A organização não-governamental angolana (AjuDECA) apelou ao Executivo a assumir o seu papel político e legislativo na criação de leis que possam permitir a exploração diamantífera a favor das comunidades que vivem nas áreas ricas nestes recursos minerais

O director executivo da AJUDECA (Associação Juvenil para o Desenvolvimento Comunitário), Manuel Pembele, disse que, apesar do potencial mineiro, as províncias da Lunda-Norte e da Lunda- Sul ainda sofrem com o impacto da exploração mineira cujos rendimentos não se reflectem no desenvolvimento das comunidades locais. Em entrevista a O PAÍS, à margem da Conferência Nacional sobre os Recursos Naturais, realizada recentemente em Luanda, defende uma intervenção do Estado no sentido de assumir o seu papel político e legislativo de renovar e criar leis que possam regulamentar o sector mineiro.

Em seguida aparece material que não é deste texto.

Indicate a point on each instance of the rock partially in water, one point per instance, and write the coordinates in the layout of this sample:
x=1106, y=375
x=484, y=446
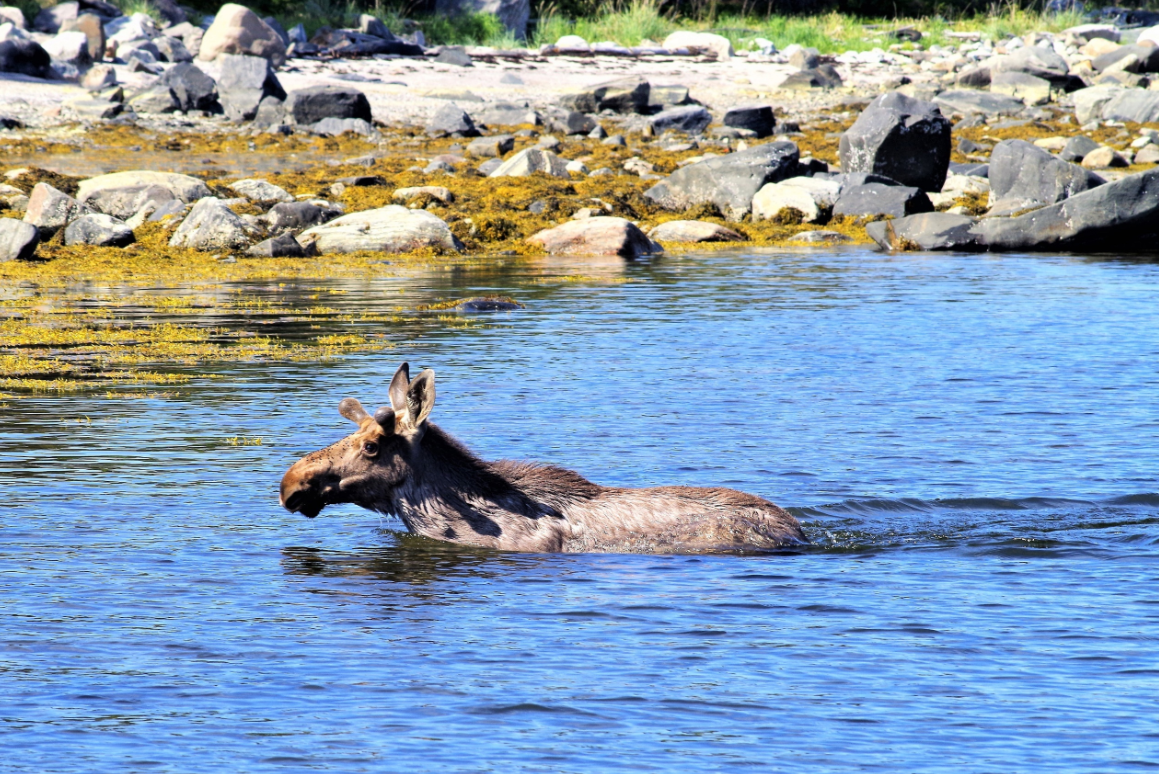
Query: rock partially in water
x=123, y=194
x=693, y=231
x=51, y=210
x=729, y=181
x=99, y=231
x=597, y=236
x=212, y=226
x=392, y=228
x=17, y=240
x=902, y=138
x=531, y=160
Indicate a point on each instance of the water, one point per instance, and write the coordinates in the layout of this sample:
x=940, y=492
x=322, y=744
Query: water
x=969, y=440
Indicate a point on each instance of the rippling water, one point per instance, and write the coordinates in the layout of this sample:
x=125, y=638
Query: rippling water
x=969, y=440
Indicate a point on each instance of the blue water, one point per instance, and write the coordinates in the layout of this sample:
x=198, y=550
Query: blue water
x=969, y=440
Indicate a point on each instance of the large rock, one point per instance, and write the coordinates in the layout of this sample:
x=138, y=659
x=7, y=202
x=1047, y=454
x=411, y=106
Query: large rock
x=24, y=57
x=243, y=82
x=596, y=236
x=392, y=228
x=729, y=181
x=123, y=194
x=212, y=226
x=689, y=119
x=1119, y=216
x=313, y=103
x=237, y=29
x=693, y=231
x=1022, y=176
x=51, y=210
x=625, y=95
x=99, y=231
x=930, y=231
x=964, y=102
x=512, y=14
x=902, y=138
x=530, y=161
x=191, y=88
x=17, y=240
x=1041, y=61
x=875, y=199
x=701, y=42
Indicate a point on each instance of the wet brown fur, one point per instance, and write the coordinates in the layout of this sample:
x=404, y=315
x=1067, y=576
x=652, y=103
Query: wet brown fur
x=400, y=464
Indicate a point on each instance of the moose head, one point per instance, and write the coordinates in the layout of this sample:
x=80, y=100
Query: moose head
x=367, y=466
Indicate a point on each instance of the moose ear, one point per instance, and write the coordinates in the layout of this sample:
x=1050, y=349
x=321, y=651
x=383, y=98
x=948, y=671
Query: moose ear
x=399, y=387
x=351, y=409
x=421, y=398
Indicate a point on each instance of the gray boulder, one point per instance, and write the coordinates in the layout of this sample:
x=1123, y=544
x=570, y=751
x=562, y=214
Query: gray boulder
x=753, y=118
x=689, y=119
x=1022, y=175
x=875, y=199
x=902, y=138
x=243, y=82
x=452, y=119
x=212, y=226
x=928, y=231
x=729, y=181
x=99, y=231
x=313, y=103
x=624, y=96
x=17, y=240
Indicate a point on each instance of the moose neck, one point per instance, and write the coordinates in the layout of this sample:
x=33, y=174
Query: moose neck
x=453, y=495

Segundo Manuel Pembele, o Estado deve também assegurar o processo de fiscalização, constatando a realidade no seio das comunidades, não se baseando apenas nos relatórios apresentados pelas empresas exploradoras. “O benefício dos recursos naturais por parte do povo das Lundas, se existe, ainda não é visível nem se reflectem no bem-estar das populações”, frisou. Problemas Apesar da larga exploração diamantíferas nas Lundas, Manuel Pembele fez saber que as duas províncias debatem-se com inúmeros problemas sociais, tendo destacado o consumo de água imprópria por parte da população, uma situação que tem acarretado inúmeras consequências de saúde nas populações locais. Trata-se das doenças respiratórias às crianças e problemas na fase de gestação em algumas mulheres. Todos esses problemas, notou, surgem em consequência da inalação de partículas de zinco na água que as populações consomem.

Outros dos dilemas que as regiões vivem, segundo ainda o activista, prende-se com o facto de as populações viverem em habitações precárias, estradas esburacadas, a falta de energia eléctrica e a longa distância que as crianças percorrerem para estudar. Diante deste cenário, Manuel Pembele denunciou que, a nível das empresas exploradoras, as acções de práticas positivas e os actos de responsabilidade social ainda são incipientes, situação que não contribui em nada para o bem-estar e na melhoria das condições de vida das populações. Exploração responsável Para se inverter o quadro, o responsável defende que o processo de exploração dos recursos naturais deve reconhecer a necessidade das comunidades.

Para o efeito, frisou, a exploração deve ser feita de modo racional, respeitando as diferentes etapas de desenvolvimento do homem no sentido de o processo actual não vier a comprometer as gerações vindouras, sobretudo no que concerne ao esgotamento dos recursos não renováveis, disse.